The Argentinian lifestyle is one that contrasts greatly with the big city living that I have grown accustomed to while living in DC and especially after spending so much time in NYC. Rather than rushing from place to place and squeezing in as much as possible in as little time as possible, a typical day in Argentina is much more leisurely and relaxed. Lunches can extend to two hours and beyond, dinner is rarely eaten before 9pm and clubs often do not even open until 12 or 1am. Bedtime never seems to be before 5am but people are always milling about early in the morning leaving me to wonder when or if these people actually sleep.
In past travels with Jeff and continuing on this trip, we have always tried to see as much as humanly possible in the time available. The schedules set an aggressive pace that leaves us fulfilled but often exhausted as well. Our original South America itinerary had us visiting both Buenos Aires and Córdoba during the four days leading up to the Patagonia portion of the trip. Some brief research showed we would need to spend a total of 20-25 hours on overnight buses to make the Córdoba leg happen. (Flights were not cheap enough.) So rather than pushing ourselves to such extremes, we embraced the laid back Argentinian lifestyle, bagged on Córdoba, and spent four plus lazy days in Buenos Aires taking in as much as we could at a much more leisurely pace.
While in Buenos Aires, most days for Jeff and I started with a wake-up call somewhere between 10am and noon. Only twice were we successful in making it to the complimentary breakfast in our hotel that ended at 11am. We would get cleaned up, get our email/blog/Facebook fix, and eventually make our way to a café for lunch. By 3 or 4pm, we were ready for the day to begin.
Much like most large, metropolitan cities, Buenos Aires is broken up into several different neighborhoods, each with their own style and sub-culture. Our daytime activities included self-guided walking tours of the neighborhoods with help from maps and MP3s from the Buenos Aires tourism website that take you to all of the prime attractions. While the MP3s were a bit dry and boring (we ditched them almost immediately), it was great to have some understanding of what we were seeing and some of the history behind the sites.
In Recoleta, Buenos Aires’ upper-class neighborhood, Jeff and I visited an impressive flower sculpture that opens and closes throughout the day as well as the city’s famous cemetery which included a stop at Eva Perón’s resting place.
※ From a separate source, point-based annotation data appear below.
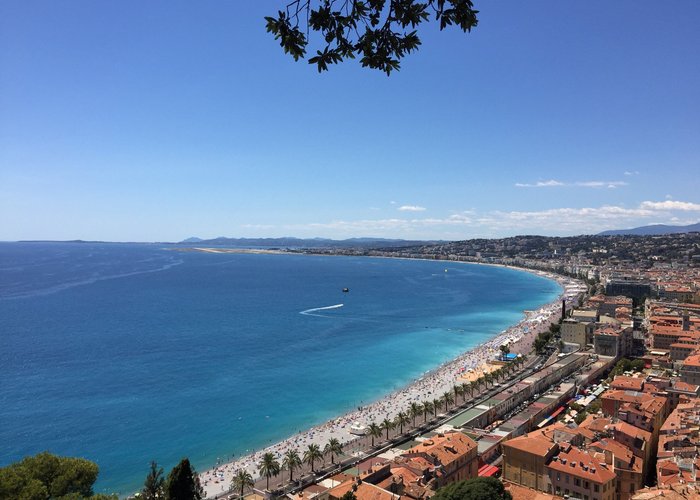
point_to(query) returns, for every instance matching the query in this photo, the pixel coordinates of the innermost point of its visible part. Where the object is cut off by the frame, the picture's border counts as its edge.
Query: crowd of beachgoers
(466, 367)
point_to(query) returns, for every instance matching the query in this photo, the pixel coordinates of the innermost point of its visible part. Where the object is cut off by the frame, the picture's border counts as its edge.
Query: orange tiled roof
(581, 464)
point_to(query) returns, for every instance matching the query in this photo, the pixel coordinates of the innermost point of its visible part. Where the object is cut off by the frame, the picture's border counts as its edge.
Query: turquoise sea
(127, 353)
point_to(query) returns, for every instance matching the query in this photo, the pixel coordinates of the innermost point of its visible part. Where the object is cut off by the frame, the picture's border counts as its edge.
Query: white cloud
(671, 205)
(549, 183)
(591, 184)
(496, 223)
(599, 184)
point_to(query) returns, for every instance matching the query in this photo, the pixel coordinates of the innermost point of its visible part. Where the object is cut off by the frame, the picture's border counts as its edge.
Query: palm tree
(242, 480)
(154, 486)
(374, 431)
(269, 467)
(457, 389)
(333, 447)
(427, 408)
(436, 406)
(466, 388)
(401, 420)
(387, 425)
(415, 409)
(448, 399)
(291, 461)
(471, 387)
(312, 453)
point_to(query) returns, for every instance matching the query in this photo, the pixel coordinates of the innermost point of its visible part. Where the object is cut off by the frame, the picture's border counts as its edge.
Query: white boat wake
(310, 312)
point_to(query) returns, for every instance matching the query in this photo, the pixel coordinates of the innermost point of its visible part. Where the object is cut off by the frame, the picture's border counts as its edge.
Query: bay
(127, 353)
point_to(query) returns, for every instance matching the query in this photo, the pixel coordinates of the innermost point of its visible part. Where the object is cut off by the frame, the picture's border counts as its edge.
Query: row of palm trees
(292, 461)
(269, 466)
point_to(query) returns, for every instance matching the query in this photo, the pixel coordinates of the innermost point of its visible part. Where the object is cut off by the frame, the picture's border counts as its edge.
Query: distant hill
(289, 242)
(654, 229)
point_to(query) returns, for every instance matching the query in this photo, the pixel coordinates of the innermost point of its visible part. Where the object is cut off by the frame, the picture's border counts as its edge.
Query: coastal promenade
(430, 387)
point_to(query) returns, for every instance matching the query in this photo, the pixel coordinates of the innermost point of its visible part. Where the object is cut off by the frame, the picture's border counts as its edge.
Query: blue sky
(160, 120)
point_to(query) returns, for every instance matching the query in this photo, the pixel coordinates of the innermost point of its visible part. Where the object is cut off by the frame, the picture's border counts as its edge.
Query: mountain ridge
(653, 229)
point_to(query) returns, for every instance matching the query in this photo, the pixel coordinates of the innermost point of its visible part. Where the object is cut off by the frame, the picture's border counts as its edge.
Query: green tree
(379, 34)
(241, 481)
(479, 488)
(401, 420)
(504, 350)
(154, 486)
(291, 462)
(312, 453)
(458, 391)
(183, 483)
(349, 495)
(415, 410)
(387, 425)
(375, 431)
(48, 476)
(268, 467)
(448, 399)
(427, 409)
(333, 448)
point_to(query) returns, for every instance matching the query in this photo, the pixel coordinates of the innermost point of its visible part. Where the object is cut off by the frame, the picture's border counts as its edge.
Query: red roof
(488, 470)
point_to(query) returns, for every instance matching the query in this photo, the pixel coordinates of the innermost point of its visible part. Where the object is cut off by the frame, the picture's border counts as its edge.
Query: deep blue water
(125, 354)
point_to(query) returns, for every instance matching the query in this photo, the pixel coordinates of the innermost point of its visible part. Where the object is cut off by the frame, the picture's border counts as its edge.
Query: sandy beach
(430, 386)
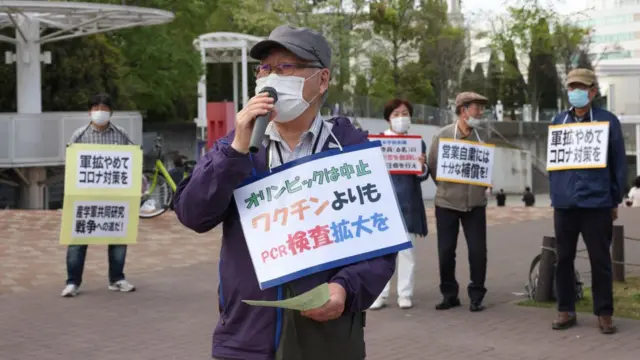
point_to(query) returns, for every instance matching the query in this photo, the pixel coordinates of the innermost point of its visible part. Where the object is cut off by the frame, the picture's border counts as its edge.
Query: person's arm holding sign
(423, 162)
(432, 160)
(618, 167)
(202, 199)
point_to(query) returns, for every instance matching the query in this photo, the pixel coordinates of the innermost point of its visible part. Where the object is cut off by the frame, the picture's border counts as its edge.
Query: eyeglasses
(282, 69)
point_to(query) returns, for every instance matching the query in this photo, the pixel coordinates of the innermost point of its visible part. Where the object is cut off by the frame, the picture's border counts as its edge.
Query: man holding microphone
(294, 62)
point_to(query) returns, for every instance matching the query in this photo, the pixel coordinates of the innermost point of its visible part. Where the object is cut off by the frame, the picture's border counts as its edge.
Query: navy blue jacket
(592, 188)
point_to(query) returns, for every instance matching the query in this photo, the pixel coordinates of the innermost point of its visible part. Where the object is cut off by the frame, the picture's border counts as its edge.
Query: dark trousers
(76, 255)
(596, 228)
(474, 226)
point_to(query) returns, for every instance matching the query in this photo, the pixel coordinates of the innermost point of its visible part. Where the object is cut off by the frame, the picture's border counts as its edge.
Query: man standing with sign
(587, 168)
(99, 131)
(461, 165)
(294, 62)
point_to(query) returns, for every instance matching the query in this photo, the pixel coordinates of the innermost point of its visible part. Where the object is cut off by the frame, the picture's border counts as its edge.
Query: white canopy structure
(29, 140)
(223, 47)
(41, 22)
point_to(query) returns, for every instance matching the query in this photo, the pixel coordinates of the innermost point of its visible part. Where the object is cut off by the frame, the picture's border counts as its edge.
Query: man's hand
(422, 159)
(258, 105)
(333, 308)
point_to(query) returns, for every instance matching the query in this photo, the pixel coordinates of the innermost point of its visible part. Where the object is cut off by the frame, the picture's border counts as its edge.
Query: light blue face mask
(578, 98)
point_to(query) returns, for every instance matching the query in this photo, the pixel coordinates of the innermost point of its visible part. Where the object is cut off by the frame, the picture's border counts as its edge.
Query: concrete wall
(512, 167)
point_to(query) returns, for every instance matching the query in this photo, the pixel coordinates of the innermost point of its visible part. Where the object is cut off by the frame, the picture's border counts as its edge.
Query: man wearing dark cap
(295, 62)
(585, 201)
(461, 203)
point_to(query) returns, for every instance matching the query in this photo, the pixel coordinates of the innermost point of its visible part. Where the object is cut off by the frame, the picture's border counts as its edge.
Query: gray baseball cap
(302, 42)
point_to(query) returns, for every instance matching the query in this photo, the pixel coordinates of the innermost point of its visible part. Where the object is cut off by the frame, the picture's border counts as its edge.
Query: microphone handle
(257, 134)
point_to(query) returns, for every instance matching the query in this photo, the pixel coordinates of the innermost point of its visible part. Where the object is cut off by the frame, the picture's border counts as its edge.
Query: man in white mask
(99, 131)
(461, 204)
(295, 62)
(409, 193)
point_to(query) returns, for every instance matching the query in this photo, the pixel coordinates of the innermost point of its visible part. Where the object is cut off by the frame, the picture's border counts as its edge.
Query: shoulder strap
(82, 133)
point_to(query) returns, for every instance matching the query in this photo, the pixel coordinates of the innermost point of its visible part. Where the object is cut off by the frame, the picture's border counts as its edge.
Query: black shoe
(447, 304)
(476, 306)
(564, 321)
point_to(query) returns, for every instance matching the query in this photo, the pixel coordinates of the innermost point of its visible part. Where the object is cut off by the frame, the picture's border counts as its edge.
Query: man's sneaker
(69, 291)
(122, 285)
(379, 303)
(405, 303)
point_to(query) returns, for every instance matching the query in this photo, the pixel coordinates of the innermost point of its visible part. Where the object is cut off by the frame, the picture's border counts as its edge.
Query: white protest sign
(104, 169)
(401, 152)
(465, 162)
(578, 146)
(320, 212)
(98, 219)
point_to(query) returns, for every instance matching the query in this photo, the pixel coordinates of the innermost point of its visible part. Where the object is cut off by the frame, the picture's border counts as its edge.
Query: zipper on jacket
(278, 320)
(220, 293)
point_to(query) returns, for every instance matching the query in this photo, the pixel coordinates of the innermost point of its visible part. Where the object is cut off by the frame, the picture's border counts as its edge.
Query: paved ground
(172, 314)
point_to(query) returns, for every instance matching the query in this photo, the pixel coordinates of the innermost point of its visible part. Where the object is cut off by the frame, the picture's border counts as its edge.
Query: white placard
(465, 162)
(100, 219)
(578, 146)
(401, 152)
(320, 212)
(104, 169)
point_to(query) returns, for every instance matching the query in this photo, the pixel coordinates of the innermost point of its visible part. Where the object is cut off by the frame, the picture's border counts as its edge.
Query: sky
(475, 6)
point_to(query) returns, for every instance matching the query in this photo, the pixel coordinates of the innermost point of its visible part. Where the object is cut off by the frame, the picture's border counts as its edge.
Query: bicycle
(158, 186)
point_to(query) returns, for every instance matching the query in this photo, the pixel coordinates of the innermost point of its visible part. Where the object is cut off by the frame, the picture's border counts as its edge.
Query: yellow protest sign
(102, 194)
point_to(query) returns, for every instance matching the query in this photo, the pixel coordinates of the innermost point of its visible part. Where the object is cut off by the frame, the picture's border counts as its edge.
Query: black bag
(534, 274)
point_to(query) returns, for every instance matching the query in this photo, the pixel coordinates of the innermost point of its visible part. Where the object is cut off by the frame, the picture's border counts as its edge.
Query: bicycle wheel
(156, 198)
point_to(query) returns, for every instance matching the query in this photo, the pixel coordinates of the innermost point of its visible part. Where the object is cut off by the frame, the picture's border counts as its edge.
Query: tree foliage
(494, 78)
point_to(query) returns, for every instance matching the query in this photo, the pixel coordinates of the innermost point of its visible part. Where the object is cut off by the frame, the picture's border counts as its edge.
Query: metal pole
(245, 77)
(617, 253)
(544, 288)
(637, 149)
(235, 86)
(28, 71)
(202, 92)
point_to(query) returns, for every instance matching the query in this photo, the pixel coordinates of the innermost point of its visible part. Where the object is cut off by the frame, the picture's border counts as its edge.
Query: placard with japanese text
(102, 194)
(578, 146)
(465, 162)
(320, 212)
(401, 152)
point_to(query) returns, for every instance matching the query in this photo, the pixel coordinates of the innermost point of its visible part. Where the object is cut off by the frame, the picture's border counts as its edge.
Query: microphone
(260, 125)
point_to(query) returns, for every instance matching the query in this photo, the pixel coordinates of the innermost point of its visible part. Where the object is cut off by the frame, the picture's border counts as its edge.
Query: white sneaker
(379, 303)
(122, 285)
(405, 303)
(69, 291)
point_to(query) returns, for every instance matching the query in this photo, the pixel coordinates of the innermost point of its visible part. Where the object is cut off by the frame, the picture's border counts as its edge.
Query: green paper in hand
(310, 300)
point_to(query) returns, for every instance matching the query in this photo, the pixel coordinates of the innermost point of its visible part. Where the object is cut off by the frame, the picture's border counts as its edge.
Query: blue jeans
(76, 254)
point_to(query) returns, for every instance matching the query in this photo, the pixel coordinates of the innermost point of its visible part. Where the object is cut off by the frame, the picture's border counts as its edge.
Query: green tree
(466, 83)
(542, 76)
(523, 28)
(441, 48)
(478, 79)
(494, 76)
(394, 22)
(512, 86)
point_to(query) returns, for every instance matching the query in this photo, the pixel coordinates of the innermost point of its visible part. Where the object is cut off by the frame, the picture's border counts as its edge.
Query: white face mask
(291, 103)
(400, 124)
(473, 122)
(100, 117)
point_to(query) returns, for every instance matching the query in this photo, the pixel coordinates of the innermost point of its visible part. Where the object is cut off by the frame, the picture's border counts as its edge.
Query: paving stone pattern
(172, 314)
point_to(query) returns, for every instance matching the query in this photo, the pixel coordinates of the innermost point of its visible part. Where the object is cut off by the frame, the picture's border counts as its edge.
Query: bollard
(544, 288)
(617, 253)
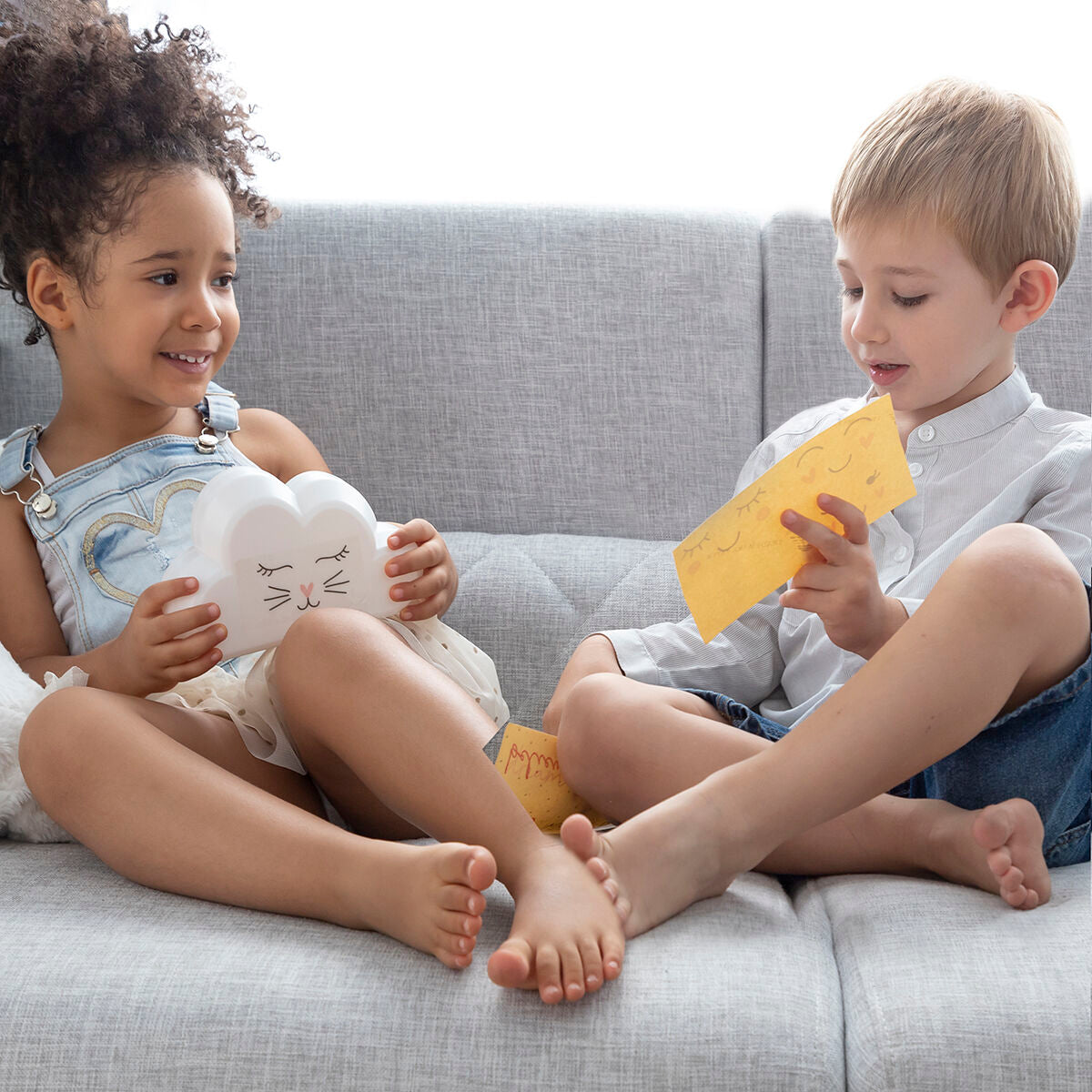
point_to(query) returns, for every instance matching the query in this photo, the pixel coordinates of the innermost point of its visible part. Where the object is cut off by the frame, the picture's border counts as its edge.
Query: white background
(671, 105)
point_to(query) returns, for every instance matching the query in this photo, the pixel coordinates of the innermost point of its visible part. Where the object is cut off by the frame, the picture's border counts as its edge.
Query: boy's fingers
(851, 518)
(833, 546)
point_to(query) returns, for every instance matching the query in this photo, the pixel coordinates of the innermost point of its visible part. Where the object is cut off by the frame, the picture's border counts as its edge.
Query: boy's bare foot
(427, 896)
(655, 864)
(998, 850)
(566, 938)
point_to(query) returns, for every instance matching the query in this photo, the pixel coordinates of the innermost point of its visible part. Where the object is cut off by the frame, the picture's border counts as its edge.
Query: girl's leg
(173, 800)
(1007, 620)
(364, 708)
(626, 746)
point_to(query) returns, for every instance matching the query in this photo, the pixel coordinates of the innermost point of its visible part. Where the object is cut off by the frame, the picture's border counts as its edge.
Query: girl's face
(159, 317)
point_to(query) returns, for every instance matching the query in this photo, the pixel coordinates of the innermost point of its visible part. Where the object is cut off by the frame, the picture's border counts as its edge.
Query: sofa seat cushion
(117, 986)
(949, 988)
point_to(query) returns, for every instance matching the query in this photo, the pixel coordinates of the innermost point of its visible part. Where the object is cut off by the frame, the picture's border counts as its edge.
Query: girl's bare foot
(655, 864)
(427, 896)
(566, 938)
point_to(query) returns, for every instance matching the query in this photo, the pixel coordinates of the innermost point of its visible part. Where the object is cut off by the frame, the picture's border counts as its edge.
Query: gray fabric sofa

In La Boca, a neighborhood in the southern part of the city, Jeff humored me by going along with a tour of the Estadio de Boca Juniors, the stadium for one of Argentina’s most famous soccer teams. Following that tour, we walked down to Caminito, a cobblestoned street filled with shops and cafés where we stopped to take in a live tango performance.
In San Telmo, we spent an afternoon browsing handmade crafts in Plaza Dorrego. Another afternoon was spent in the central part of the city, appropriately named Centro, where we saw the Presidential Palace, the metro, a famous billiards hall and Congress.
Our walking tours would be followed by some downtime back at the hotel in the early evening and then a late (by US standards) dinner at around 9 or 10pm. From there we would usually venture over to the Palremo district which seemed to be one of the more active nightlife areas. However much to our disappointment, we continued to struggle finding fun places to meet new people. The city offers very few bars in the traditional American sense but is instead filled with restaurant after restaurant where locals and tourists alike spend their nights seated at tables. This setup makes it very difficult to meet new people especially when we still have not come across many English speaking tourists.
Thankfully during our tour of San Telmo, we bumped into a fellow American named Molly who was spending a few days in Buenos Aires before moving on to Bariloche to participate in a Spanish language program. We quickly bonded over our nightlife frustrations and exchanged contact info in an effort to meet up later that night. In another stroke of random luck, I received a Facebook message from our buddy Warren stating that he was actually moving to Buenos Aires for two months and was getting to town that day. So on Saturday night Molly, Warren, Jeff and I went out on the town for a much needed dose of variety in both company and conversation. Aside from maybe the New Year’s fireworks on Copacabana beach, best night on the trip to date.
One last highlight from Buenos Aires that doesn’t really fit into the flow but is one that I must mention. Argentina is known for their meat. Jeff and I have certainly had our fair share while here. On Sunday night, our last in Buenos Aires, Jeff, Warren and I visited a restaurant called La Cabrera in Palermo for yet another steak dinner. While all of our meals in both Brazil and Argentina have been great, this was one of the best meals I have ever had. I hate “best ever” statements but I enjoyed this one so much, that while in the cab ride home later that night, I was able to merge my love for the Kobe Beef (no jokes please) with the lyrics from Lauryn Hill’s song “Can’t Take My Eyes Off You”. Great waiter, great wine, great sauces, great sides and most importantly, great steak. If you are ever in Buenos Aires, make reservations here.
With our time in Buenos Aires having come to a close, we will say goodbye to the warm, sunny weather and head south for Patagonia and what weather reports tell us will be rain with a little cold mixed in. Looking forward to it nonetheless.